Wildlife and Fisheries Secretary Robert Barham canceled the drawdown, however, calling it a temporary fix and saying he preferred to let the corps finish its study.
Completing the study would allow the corps and Wildlife and Fisheries to work together in finding long-term solutions to restore the lake’s health, he said.
Barham said Wildlife and Fisheries would move forward with a drawdown if it is a part of the corps’ final recommendations.
In the interim, public meetings have gotten heated as recreational lake users who support a drawdown have clashed with homeowners concerned about possible property damage a drawdown might cause.

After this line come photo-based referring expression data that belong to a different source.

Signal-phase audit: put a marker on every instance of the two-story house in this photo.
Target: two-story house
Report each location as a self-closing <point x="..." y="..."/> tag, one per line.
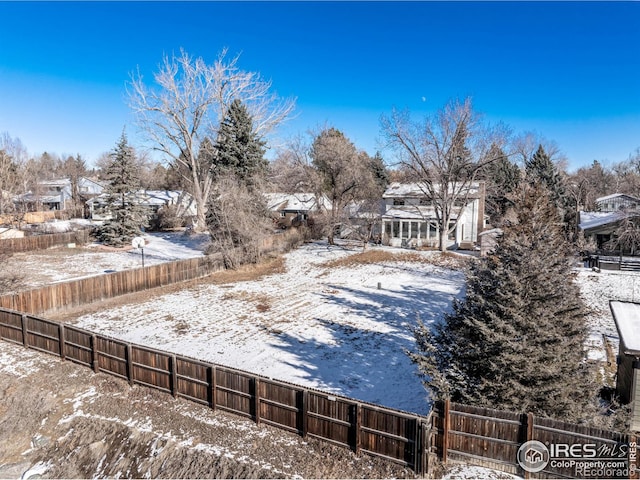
<point x="294" y="209"/>
<point x="410" y="218"/>
<point x="57" y="194"/>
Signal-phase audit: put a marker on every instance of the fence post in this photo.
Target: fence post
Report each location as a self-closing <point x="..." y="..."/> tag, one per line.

Patricia Schnur, president of the False River Civic Association, said homeowners she represents are skeptical that a drawdown is the right solution for False River.

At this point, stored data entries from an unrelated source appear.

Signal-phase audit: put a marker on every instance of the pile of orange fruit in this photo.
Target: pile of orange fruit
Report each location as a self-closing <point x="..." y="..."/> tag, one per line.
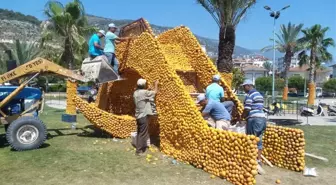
<point x="200" y="62"/>
<point x="117" y="126"/>
<point x="284" y="147"/>
<point x="71" y="91"/>
<point x="184" y="134"/>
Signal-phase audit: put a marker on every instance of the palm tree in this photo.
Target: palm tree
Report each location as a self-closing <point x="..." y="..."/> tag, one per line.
<point x="3" y="66"/>
<point x="227" y="14"/>
<point x="287" y="42"/>
<point x="24" y="51"/>
<point x="70" y="26"/>
<point x="268" y="66"/>
<point x="314" y="41"/>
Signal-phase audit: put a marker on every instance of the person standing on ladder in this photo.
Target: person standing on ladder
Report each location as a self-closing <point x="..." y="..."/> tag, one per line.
<point x="95" y="47"/>
<point x="109" y="50"/>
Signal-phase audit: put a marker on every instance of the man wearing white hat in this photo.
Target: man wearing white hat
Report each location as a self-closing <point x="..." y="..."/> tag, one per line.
<point x="143" y="109"/>
<point x="95" y="48"/>
<point x="215" y="113"/>
<point x="216" y="92"/>
<point x="255" y="116"/>
<point x="110" y="41"/>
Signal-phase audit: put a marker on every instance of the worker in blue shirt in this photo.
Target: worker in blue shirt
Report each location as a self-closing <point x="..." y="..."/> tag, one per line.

Lowering water levels, she said, wouldn’t stop the influx of silt from settling in the lake.
Furthermore, a drawdown could damage waterfront bulkheads, wreak havoc on lakefront properties and compromise the integrity of the Mississippi River levee.
The association strongly supports the corps study which “will use a science-based approach ... that will work for all stakeholders by correcting the root causes and that will prevent unintended and potentially costly consequences,” Schnur said.
Drawdown supporter Keith Robillard said he has seen a once-clear body of water full of trophy bass deteriorate into a murky lake thriving with less-desirable fish.
Opponents of the drawdown are sharply focused on dredging the lake, a multimillion-dollar idea that likely would never receive the necessary funding, he said.
A drawdown is a free and simple solution that mimics the natural way bodies of water regulate themselves, he said.
“The state is going to draw down seven other lakes this year,” Robillard said. “Why is False River treated differently, and why is a state agency waiting on a federal agency to carry out a project on a state-managed lake?”
Some lakes have lots of annual leaf fall and require a yearly drawdown to remove high volumes of organic materials, while other lakes don’t fit in that category, said Mike Wood, Wildlife and Fisheries director of inland fisheries.
“In the case of False River, we’re simply using the available expertise of the corps,” Wood said. “We really prefer to be comfortable when we make that call.”
The lake’s condition won’t get significantly worse if the state waits another year to draw it down, he said.